Medicare Part D: or Medicare Prescription Drug Benefit is an optional United States federal-government program to help Medicare beneficiaries pay for self-administered prescription drugs through prescription drug insurance premiums.
In the wake of this political breakthrough, public opinion on the final product was remarkably negative:
After years of fierce campaigning, lobbying, and legislating over the issue, a landmark agreement finally emerged in Congress this week to provide Medicare prescription drug benefits. Among the key stakeholders in the legislation, there were definite winners and losers. But the group that should have come out on top—America’s seniors—was reeling and confused at the prospect of limited help, while watching industry groups count their booty. In fact, members of Congress from both parties contended that some seniors struggling to pay for prescription drugs may actually end up worse off than they are now.
2004: In fact, for many Medicare beneficiaries, the benefits of the new law are not so immediate or valuable. By mid-2004, the federal government authorized cards that could be used to obtain price discounts on prescription drug purchases and will offer a $600 credit to about 4.7 million low-income beneficiaries.
2006: In 2006 the full-fledged program is scheduled to begin. At that time, more than 40 million beneficiaries will have the following options: (1) they may keep any private prescription drug coverage they currently have; (2) they may enroll in a new, freestanding prescription drug plan; or (3) they may obtain drug coverage by enrolling in a Medicare managed care plan. Medicare will subsidize the cost of coverage for about 14 million low-income beneficiaries. Other beneficiaries will face significant gaps in coverage and, as a result, will still be liable for up to $3,600 or more in annual expenses.
The week of the signing:
In a poll taken in the week that President Bush signed the new Medicare law, 47% of senior citizens opposed the changes, and only 26% voiced their approval. Among people of all ages who said they were closely following the Medicare debate, 56% said they disapproved of the legislation, and 39 percent approved.

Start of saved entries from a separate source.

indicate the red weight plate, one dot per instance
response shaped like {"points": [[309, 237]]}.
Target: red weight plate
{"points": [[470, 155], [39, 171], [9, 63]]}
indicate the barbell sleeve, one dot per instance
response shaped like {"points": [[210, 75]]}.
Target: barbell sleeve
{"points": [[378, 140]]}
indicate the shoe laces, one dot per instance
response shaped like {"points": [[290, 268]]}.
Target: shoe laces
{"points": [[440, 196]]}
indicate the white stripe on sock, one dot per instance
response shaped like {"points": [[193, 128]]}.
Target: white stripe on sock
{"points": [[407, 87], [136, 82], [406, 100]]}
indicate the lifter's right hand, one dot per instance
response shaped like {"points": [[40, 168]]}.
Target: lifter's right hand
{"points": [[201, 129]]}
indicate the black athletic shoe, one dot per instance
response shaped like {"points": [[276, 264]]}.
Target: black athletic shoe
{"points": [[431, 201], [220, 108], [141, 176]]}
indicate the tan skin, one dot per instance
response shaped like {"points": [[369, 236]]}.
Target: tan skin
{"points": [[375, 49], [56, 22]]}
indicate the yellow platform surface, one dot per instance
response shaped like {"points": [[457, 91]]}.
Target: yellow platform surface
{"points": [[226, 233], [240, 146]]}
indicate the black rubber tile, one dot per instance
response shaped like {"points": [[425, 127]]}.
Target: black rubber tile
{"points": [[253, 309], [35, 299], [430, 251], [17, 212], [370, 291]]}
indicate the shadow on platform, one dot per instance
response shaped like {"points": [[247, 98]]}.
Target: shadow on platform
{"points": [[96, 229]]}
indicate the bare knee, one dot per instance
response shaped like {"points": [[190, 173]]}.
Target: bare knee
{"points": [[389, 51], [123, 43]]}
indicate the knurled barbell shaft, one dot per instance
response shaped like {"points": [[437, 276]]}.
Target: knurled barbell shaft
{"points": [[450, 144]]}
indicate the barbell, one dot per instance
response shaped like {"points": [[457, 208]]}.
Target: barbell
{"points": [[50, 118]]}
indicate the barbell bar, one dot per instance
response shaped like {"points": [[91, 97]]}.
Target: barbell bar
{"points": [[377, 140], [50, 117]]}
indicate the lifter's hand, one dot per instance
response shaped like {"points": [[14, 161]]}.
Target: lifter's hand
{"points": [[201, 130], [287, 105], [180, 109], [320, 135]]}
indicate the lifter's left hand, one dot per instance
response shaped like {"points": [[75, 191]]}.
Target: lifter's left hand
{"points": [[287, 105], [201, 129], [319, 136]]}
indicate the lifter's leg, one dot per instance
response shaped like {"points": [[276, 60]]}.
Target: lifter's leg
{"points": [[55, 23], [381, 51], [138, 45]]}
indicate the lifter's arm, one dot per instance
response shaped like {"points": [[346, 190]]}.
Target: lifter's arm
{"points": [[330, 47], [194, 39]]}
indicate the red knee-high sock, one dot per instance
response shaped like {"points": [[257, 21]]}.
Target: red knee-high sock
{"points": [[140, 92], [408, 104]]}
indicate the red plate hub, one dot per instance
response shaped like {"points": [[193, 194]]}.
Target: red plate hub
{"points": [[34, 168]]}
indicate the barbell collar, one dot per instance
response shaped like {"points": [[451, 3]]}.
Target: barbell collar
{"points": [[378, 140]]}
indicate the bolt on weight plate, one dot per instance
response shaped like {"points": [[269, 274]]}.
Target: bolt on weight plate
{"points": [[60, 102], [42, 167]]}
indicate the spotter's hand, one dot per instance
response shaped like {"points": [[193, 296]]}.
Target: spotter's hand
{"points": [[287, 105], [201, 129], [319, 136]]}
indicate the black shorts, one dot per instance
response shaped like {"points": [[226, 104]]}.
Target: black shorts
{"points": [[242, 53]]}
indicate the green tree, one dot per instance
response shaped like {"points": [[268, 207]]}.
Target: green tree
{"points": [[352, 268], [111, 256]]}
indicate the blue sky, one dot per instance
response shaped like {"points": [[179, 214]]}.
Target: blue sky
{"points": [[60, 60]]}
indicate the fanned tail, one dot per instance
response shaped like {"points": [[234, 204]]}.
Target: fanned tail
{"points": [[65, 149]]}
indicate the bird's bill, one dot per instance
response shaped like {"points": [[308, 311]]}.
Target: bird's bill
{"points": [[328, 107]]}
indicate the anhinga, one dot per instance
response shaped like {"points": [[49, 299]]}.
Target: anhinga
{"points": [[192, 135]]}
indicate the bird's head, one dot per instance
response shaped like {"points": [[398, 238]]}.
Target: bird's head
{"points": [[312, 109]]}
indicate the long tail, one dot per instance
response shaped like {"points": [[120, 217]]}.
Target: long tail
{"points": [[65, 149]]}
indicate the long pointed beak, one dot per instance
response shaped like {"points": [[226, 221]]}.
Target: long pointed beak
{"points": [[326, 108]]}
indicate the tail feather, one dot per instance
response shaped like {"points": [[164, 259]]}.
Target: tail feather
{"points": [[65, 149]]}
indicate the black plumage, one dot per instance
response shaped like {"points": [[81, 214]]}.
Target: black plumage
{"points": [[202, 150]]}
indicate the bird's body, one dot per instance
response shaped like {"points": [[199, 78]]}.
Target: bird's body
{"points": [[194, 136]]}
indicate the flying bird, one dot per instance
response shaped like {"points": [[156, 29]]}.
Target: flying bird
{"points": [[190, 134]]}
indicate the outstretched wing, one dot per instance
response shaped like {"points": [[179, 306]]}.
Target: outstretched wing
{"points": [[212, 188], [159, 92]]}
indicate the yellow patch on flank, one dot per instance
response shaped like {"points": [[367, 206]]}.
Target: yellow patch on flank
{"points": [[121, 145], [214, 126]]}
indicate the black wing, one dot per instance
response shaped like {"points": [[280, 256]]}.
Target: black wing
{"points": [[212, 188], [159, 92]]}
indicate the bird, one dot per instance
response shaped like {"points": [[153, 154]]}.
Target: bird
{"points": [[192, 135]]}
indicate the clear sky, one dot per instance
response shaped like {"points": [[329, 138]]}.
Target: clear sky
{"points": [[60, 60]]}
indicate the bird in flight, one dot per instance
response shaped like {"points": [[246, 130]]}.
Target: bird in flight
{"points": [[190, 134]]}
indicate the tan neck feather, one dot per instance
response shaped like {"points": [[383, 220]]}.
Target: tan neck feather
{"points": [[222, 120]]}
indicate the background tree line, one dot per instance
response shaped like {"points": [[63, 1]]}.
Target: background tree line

Their disappointment reflected high expectations as well as the upside-down politics that produced the new reforms:
Even before Bush’s ink on the bill was dry, the two political parties prepared to make the issue a focus of the 2004 elections. Bush, who defied conservatives in the Republican Party by backing a massive increase in a federal program long championed by Democrats, heralded the act as a strengthening of “compassionate government.” And Democrats, calling the legislation inadequate and harmful to many seniors, drafted substantially more generous prescription drug coverage and vowed to “take back our Medicare.”
When observers look back at 2003, they will wonder why it took 38 years to authorize Medicare coverage for such a critical component of modern medicine. Why did political leaders finally agree to address this gap in coverage, at this time, and why was that agreement so fraught with controversy? Why did the new outpatient drug benefits under Medicare take the form they did? What issues remain for policymakers to confront in the future?